Many might conclude that this kind of rolling stock offers an attractive design with extra large windows, quick acceleration, low operating costs because of its light weight - many regional lines not having heavy passenger loads that otherwise might not see any rail service at all, can have an attractive, fast, frequent (f.e. hourly) service due to this rolling stock.

Some might think it is unfortunate, that DMUs like these could not operate without an exemption in the US due to antiquated federal "safety" standards, requiring passenger rail vehicles to be as heavy as tanks and making passenger rail service prohibitive in many places, or unnecessarily expensive, slow and infrequent in other places.

So at least a few people might think it is great news that Alstom developed a hydrogen version of the LINT, to be tested in revenue service in Northern Germany. These vehicles - emitting no local pollutant emissions, being more silent - could make rail become a better neighbor to its neighbors living or working close to the tracks and stations, while lowering operating costs even more for rail operators.

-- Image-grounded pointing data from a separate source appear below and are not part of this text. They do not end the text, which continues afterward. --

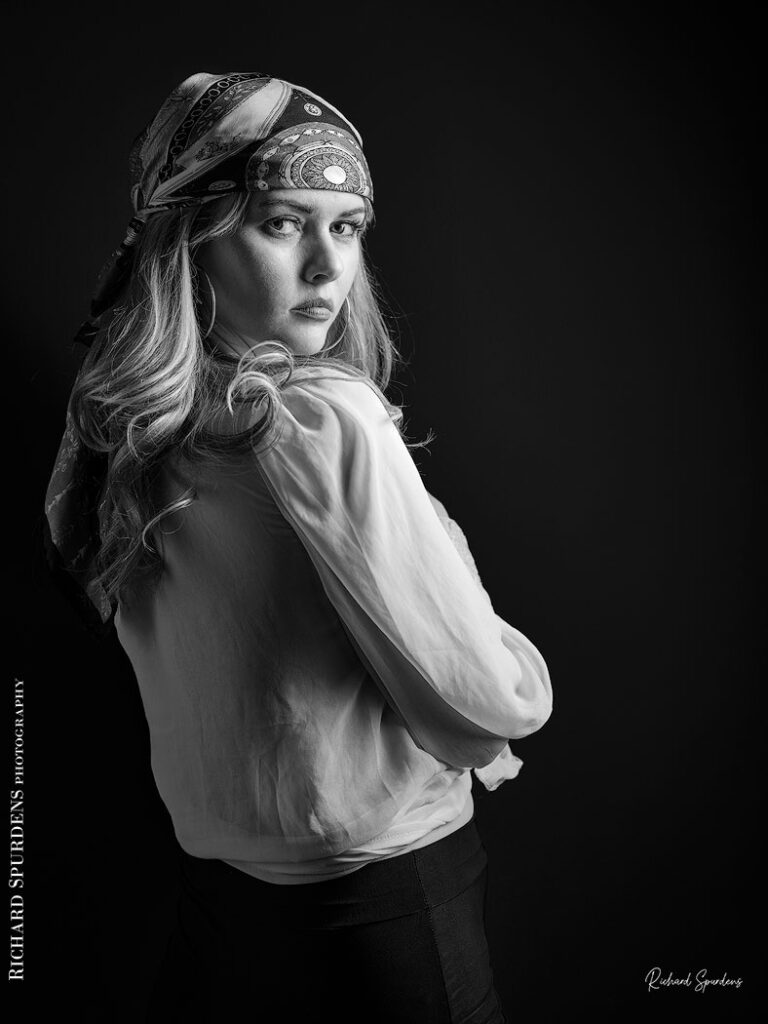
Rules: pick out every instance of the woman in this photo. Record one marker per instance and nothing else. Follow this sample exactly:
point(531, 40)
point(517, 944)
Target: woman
point(320, 665)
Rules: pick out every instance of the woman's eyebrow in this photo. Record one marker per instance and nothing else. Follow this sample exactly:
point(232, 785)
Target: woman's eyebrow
point(266, 203)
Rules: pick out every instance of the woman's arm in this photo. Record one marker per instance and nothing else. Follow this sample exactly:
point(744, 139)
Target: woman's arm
point(462, 680)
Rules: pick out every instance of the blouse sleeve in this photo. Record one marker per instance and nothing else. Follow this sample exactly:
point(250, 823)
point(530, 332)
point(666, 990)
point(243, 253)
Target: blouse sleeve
point(462, 680)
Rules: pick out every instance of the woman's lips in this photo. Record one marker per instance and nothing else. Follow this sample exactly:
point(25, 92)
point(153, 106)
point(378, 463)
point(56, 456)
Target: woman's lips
point(313, 312)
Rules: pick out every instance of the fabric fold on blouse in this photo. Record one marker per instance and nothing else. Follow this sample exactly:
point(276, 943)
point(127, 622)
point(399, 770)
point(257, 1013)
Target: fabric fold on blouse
point(320, 665)
point(462, 680)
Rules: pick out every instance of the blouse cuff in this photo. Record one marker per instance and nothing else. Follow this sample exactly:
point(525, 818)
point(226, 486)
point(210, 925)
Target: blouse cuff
point(504, 766)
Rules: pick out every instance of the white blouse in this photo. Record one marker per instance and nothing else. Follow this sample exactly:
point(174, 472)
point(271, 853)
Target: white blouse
point(320, 665)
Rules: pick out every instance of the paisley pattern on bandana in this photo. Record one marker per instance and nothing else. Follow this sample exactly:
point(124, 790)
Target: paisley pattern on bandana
point(316, 156)
point(213, 135)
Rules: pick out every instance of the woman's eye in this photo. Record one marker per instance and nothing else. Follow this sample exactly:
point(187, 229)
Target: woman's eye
point(282, 225)
point(349, 228)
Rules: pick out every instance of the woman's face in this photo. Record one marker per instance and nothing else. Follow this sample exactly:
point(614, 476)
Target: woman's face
point(296, 248)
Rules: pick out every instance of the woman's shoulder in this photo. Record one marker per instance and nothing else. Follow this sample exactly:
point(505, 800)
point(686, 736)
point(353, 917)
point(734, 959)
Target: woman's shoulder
point(339, 390)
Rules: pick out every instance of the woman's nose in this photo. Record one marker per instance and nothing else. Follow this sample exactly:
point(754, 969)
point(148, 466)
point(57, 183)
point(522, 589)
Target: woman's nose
point(323, 262)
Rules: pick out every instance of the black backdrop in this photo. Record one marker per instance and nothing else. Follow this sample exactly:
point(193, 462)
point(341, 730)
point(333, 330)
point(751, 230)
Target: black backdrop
point(564, 204)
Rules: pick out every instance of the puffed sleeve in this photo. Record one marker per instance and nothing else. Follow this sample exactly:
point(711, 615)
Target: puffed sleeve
point(462, 680)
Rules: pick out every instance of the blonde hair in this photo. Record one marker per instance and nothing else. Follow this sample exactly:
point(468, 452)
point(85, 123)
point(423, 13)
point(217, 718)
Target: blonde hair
point(150, 386)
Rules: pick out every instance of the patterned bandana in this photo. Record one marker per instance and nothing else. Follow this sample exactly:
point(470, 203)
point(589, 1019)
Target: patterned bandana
point(214, 135)
point(217, 134)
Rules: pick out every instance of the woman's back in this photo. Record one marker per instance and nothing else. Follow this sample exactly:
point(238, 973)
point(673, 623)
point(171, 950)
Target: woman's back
point(272, 744)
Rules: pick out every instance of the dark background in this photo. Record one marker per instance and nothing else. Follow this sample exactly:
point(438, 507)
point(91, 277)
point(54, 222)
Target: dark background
point(565, 233)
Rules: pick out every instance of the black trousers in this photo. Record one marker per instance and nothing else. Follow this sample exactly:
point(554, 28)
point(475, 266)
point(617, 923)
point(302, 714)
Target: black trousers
point(398, 941)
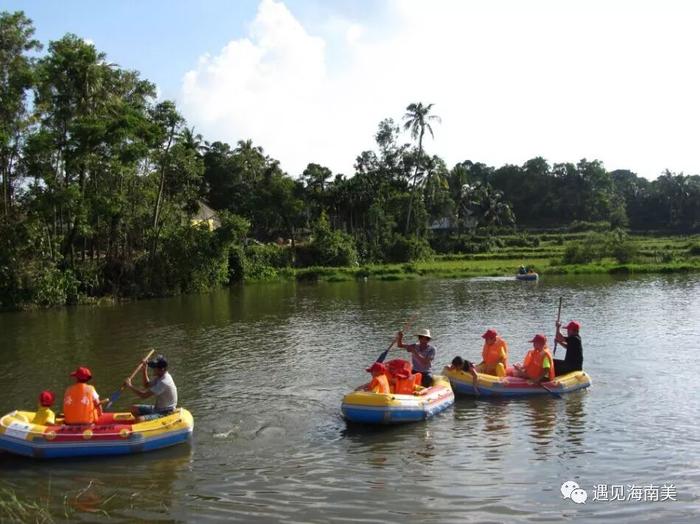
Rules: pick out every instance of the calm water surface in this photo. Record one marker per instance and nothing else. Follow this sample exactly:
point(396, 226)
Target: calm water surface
point(263, 369)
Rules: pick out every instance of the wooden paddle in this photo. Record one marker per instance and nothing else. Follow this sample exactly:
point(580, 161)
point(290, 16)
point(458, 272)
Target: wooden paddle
point(555, 335)
point(115, 396)
point(550, 391)
point(406, 327)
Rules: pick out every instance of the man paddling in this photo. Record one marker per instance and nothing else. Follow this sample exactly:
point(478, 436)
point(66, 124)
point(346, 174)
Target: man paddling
point(162, 387)
point(573, 361)
point(422, 355)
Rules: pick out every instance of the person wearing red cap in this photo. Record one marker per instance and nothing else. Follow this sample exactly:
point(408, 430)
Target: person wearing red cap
point(573, 361)
point(494, 354)
point(380, 382)
point(538, 364)
point(81, 403)
point(44, 416)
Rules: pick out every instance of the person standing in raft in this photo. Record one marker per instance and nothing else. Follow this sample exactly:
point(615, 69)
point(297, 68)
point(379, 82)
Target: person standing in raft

Hydrogen fuel cell train offers pollution-free rail trips
September 22, 2016
By Jon Fingas
https://www.engadget.com/2016/09/22/hydrogen-fuel-cell-train/




Picture of the iLINT, taken from the official Alstom website:





Source: http://www.alstom.com/press-centre/2016/9/alstom-unveils-its-zero-emission-train-coradia-ilint-at-innotrans/


----------



## norfolkwesternhenry (Sep 23, 2016)

I think the US should think about changing it's safety laws, which are a bit unnecessary, in my opinion. For how many collisions passenger trains have with other trains, especially with all the better signaling and dispatching, all it does is decrease rail efficiency, overall, it is nice knowing that your train can withstand a 100 MPH impact with another train, but there is a one in very many thousand chance of that happening.


----------



## jis (Sep 23, 2016)

norfolkwesternhenry said:


> I think the US should think about changing it's safety laws, which are a bit unnecessary, in my opinion. For how many collisions passenger trains have with other trains, especially with all the better signaling and dispatching, all it does is decrease rail efficiency, overall, it is nice knowing that your train can withstand a 100 MPH impact with another train, but there is a one in very many thousand chance of that happening.


Actually the safety regulations come in rather handy when a train collides with a cement mixer truck at a grade crossing. It would be foolhardy to suddenly fall back to UIC standards across the board without doing something about the grade crossings.


----------